Is journalism’s job to afflict the comfortable? Or is it to kiss the ass of the powerful with hosannas to how smart, talented, and charming they are? In the case of WIRED’s recent profile of Pete Buttigieg, it’s clearly the latter.

COP26 - Day Eleven Transport

Secretary of Transportation Pete Buttigieg speaking in Glasgow, Scotland, November 10, 2021. (Ian Forsyth / Getty Images)


When I saw a WIRED piece on my Twitter feed this week emblazoned with the title “Pete Buttigieg Loves God, Beer, and His Electric Mustang,” I assumed that only one of two things could possibly be happening. Either this was a piece of vintage Butti-ganda from circa 2019 that was remaking the rounds, or I had inadvertently bitten into an accursed Proustian madeleine and been swept back in time. But the interview/adulatory write-up on America’s secretary of transportation is indeed, somehow, from the Year of Our Lord 2023.

To call it hagiographic would be something of an undersell. The piece — incidentally penned by someone who in 2016 described Hillary Clinton as “an idea, a world-historical heroine, light itself” — opens with two stanzas that similarly make the former mayor of Indiana’s fourth-largest city sound like a fusion of Jesus Christ and Aristotle:

The curious mind of Pete Buttigieg holds much of its functionality in reserve. Even as he discusses railroads and airlines, down to the pointillist data that is his current stock-in-trade, the US secretary of transportation comes off like a Mensa black card holder who might have a secret Go habit or a three-second Rubik’s Cube solution or a knack for supplying, off the top of his head, the day of the week for a random date in 1404, along with a non-condescending history of the Julian and Gregorian calendars.

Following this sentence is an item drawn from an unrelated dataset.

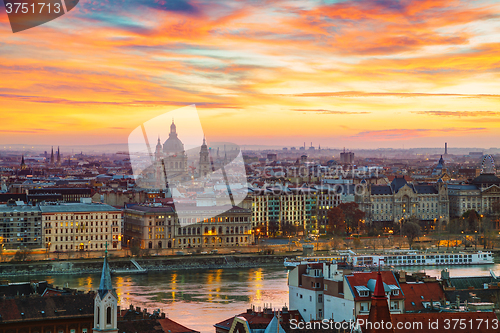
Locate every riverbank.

As Secretary Buttigieg and I talked in his underfurnished corner office one afternoon in early spring, I slowly became aware that his cabinet job requires only a modest portion of his cognitive powers. Other mental facilities, no kidding, are apportioned to the Iliad, Puritan historiography, and Knausgaard’s Spring — though not in the original Norwegian (slacker). Fortunately, he was willing to devote yet another apse in his cathedral mind to making his ideas about three mighty themes — neoliberalism, masculinity, and Christianity — intelligible to me.